EECS665 – Compiler Construction – Drew Davidson $\newcommand{\bigsqcap}{\mathop ⨅}$

DATAFLOW ANALYSIS Adapted from a set of notes by Professor Susan Hortwitz, UW-Madison

# Motivation for Dataflow Analysis

A compiler can perform some optimizations based only on local information. For example, consider the following code:

x = a + b;
x = 5 * 2;

It is easy for an optimizer to recognize that:
• The first assignment to x is a "useless" assignment, since the value computed for x is never used (and thus the first statement can be eliminated from the program).
• The expression 5 * 2 can be computed at compile time, simplifying the second assignment statement to x = 10;

Some optimizations, however, require more "global" information. For example, consider the following code:

a = 1;
b = 2;
c = 3;
if (...) x = a + 5;
else x = b + 4;
c = x + 1;

In this example, the initial assignment to c (at line 3) is useless, and the expression x + 1 can be simplified to 7, but it is less obvious how a compiler can discover these facts since they cannot be discovered by looking only at one or two consecutive statements.
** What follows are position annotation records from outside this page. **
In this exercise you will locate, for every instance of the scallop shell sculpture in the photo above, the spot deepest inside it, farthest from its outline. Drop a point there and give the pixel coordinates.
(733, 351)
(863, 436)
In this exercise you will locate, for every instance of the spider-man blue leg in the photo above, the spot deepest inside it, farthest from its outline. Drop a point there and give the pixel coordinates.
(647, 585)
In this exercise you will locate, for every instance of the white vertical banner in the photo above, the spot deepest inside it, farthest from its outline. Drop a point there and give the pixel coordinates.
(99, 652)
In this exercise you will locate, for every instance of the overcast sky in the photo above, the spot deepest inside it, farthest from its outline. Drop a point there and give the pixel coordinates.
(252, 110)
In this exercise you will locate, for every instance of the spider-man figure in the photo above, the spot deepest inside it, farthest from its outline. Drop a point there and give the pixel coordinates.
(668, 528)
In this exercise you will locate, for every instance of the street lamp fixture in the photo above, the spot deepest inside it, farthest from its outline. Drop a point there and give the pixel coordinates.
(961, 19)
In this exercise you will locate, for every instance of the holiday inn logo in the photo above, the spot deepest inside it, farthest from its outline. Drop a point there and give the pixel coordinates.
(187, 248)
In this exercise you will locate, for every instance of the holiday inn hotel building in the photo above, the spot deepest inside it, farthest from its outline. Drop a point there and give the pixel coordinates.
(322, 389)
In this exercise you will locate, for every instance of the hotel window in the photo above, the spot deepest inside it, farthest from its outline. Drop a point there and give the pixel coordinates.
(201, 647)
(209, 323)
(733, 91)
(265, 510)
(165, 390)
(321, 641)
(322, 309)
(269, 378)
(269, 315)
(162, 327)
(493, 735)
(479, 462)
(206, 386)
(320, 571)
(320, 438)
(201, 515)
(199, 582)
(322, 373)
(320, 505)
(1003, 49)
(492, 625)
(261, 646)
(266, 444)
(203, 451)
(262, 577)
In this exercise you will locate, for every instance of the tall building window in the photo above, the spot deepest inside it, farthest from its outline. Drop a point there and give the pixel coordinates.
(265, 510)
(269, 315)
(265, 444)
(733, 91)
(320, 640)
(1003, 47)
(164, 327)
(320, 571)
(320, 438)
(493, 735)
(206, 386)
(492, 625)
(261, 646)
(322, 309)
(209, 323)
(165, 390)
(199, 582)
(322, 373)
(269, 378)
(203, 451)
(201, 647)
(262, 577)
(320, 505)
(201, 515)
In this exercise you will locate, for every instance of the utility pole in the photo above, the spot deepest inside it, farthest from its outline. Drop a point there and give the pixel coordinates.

A more global analysis is needed so that the compiler knows at each point in the program:
• which variables are guaranteed to have constant values, and
• which variables will be used before being redefined.
To discover these kinds of properties, we use dataflow analysis. Dataflow analysis is usually performed on the program's control-flow graph (CFG); the goal is to associate with each program component (each node of the CFG) information that is guaranteed to hold at that point on all executions.

# Examples of constant propagation and live-variable analysis

Below are examples illustrating two dataflow-analysis problems: constant propagation and live-variable analysis. Both examples use the following program:
1.   k = 2;
2.   if (...) {
3.     a = k + 2;
4.     x = 5;
5.   } else {
6.     a = k * 2;
7.     x = 8;
8.   }
9.   k = a;
10.  while (...) {
11.     b = 2;
12.     x = a + k;
13.     y = a * b;
14.     k++;
15.  }
16.  print(a+x);


Constant Propagation

The goal of constant propagation is to determine where in the program variables are guaranteed to have constant values. More specifically, the information computed for each CFG node n is a set of pairs, each of the form (variable, value). If we have the pair (x, v) at node n, that means that x is guaranteed to have value v whenever n is reached during program execution.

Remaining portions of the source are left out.